I’ve dealt with armed attacks on myself and clients/patrons in public and also in private and I am training tactics that rely on assertiveness with committed, controlled aggressiveness and intimidation! That’s how I am, I made up my mind in the beginning that I refuse to be the victim!

As for Taiji, if you train push hands you learn to move/deal with any line of force/tension and or ‘energy’ (without being cosmic about it, let’s just say ‘gravity’).. So the expression of the ‘technique’ is irrelevant if you are truly ‘listening’.. not waiting but LISTENING (what you technicians like to refer to as ‘ting-jing’) which is making use of your hightened sense of awareness to expand that awareness through your own structure and into your opponents.. Now, I know I’m probably loosing more than half the people reading this by now so I can go back to being gutter mouthed sharp shootin’ Aussie! It’s simple: Control yourself and you can control your opponent (if you TRAIN how to).. knowing how is one thing but maintaining your skills and awareness levels is another thing! In short Taiji has helped me BIG TIME in shooting, grappling and restraining, contain & removal in the field; Simply because you train to deal with anything in an instinctive, natural/fluent and appropriate manner! The biggest misconception about taiji is that it’s some sort of spiritual cosmic bull shit and that you need to try and be more asian then the next fella to be able to do it/teach it. I stopped wearing the pajamas (guilty but I admit I once did, come on.. we were all brain washed at one point lol) once I started push hands and found that it saved my arse more than a few times in the field wearing gear and all!

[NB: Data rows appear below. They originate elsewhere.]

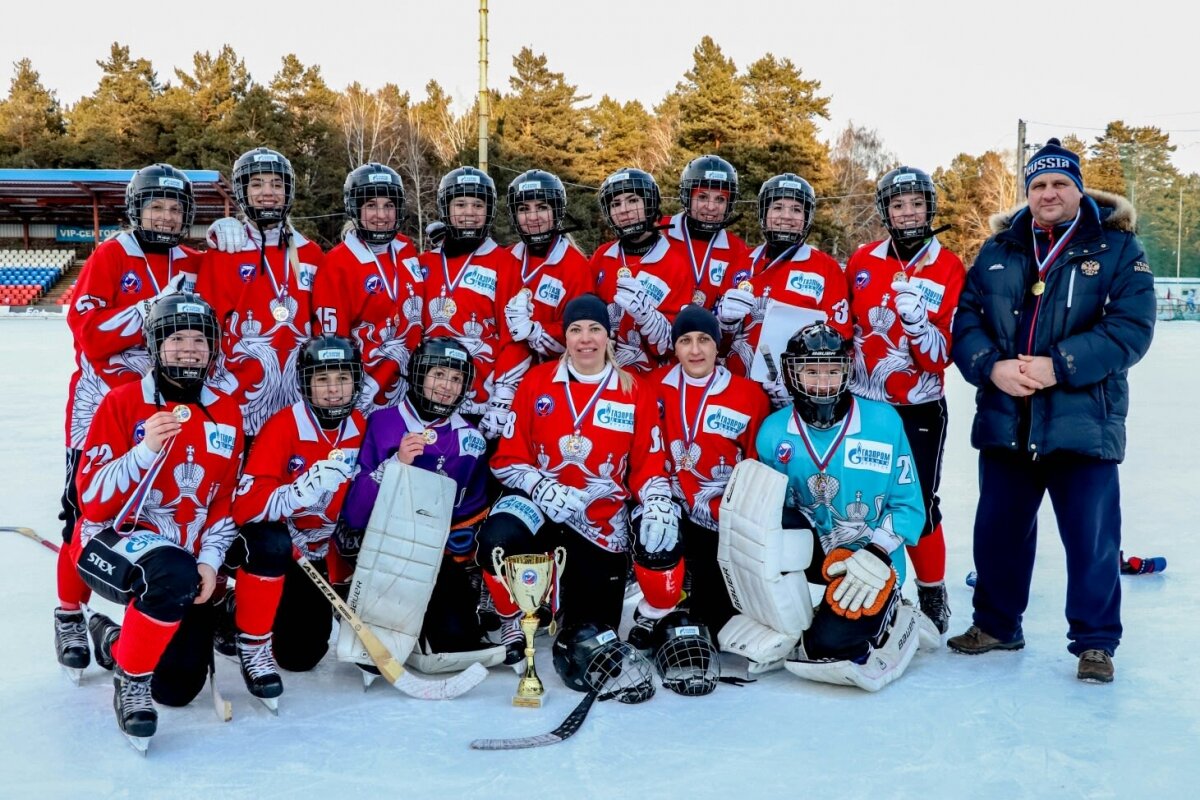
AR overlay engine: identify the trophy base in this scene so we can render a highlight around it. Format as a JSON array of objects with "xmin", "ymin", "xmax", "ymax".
[{"xmin": 512, "ymin": 694, "xmax": 545, "ymax": 709}]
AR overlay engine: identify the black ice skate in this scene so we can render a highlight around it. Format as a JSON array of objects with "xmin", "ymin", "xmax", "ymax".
[
  {"xmin": 113, "ymin": 666, "xmax": 158, "ymax": 754},
  {"xmin": 54, "ymin": 608, "xmax": 91, "ymax": 685},
  {"xmin": 238, "ymin": 633, "xmax": 283, "ymax": 714}
]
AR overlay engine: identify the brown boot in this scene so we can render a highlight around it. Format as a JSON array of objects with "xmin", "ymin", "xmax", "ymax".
[
  {"xmin": 1075, "ymin": 650, "xmax": 1116, "ymax": 684},
  {"xmin": 946, "ymin": 625, "xmax": 1025, "ymax": 656}
]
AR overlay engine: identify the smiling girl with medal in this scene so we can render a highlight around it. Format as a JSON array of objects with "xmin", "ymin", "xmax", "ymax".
[
  {"xmin": 197, "ymin": 148, "xmax": 324, "ymax": 437},
  {"xmin": 224, "ymin": 335, "xmax": 366, "ymax": 691},
  {"xmin": 54, "ymin": 164, "xmax": 200, "ymax": 669},
  {"xmin": 846, "ymin": 167, "xmax": 966, "ymax": 633},
  {"xmin": 479, "ymin": 294, "xmax": 679, "ymax": 661},
  {"xmin": 629, "ymin": 306, "xmax": 770, "ymax": 649},
  {"xmin": 313, "ymin": 162, "xmax": 425, "ymax": 415}
]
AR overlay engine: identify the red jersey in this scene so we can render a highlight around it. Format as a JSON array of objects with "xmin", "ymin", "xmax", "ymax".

What is one of the hardest things to teach (in your opinion)?

Kids classes!

hahaha, I’m a parent my self so I’m very passionate about kids becoming self reliant and making the right choices in life and of courses making their personal security a priority a long with training self protection (self defense is just not being pro-active enough as they train to wait for the attacks). I started teaching in the year 2000 and I’ve found that doing kids classes is very rewarding and enjoyable but hard to maintain your personal life/space as parents try and get involved or try and get you involved in their shit fights etc.. it’s quite hard to maintain a balance sometimes..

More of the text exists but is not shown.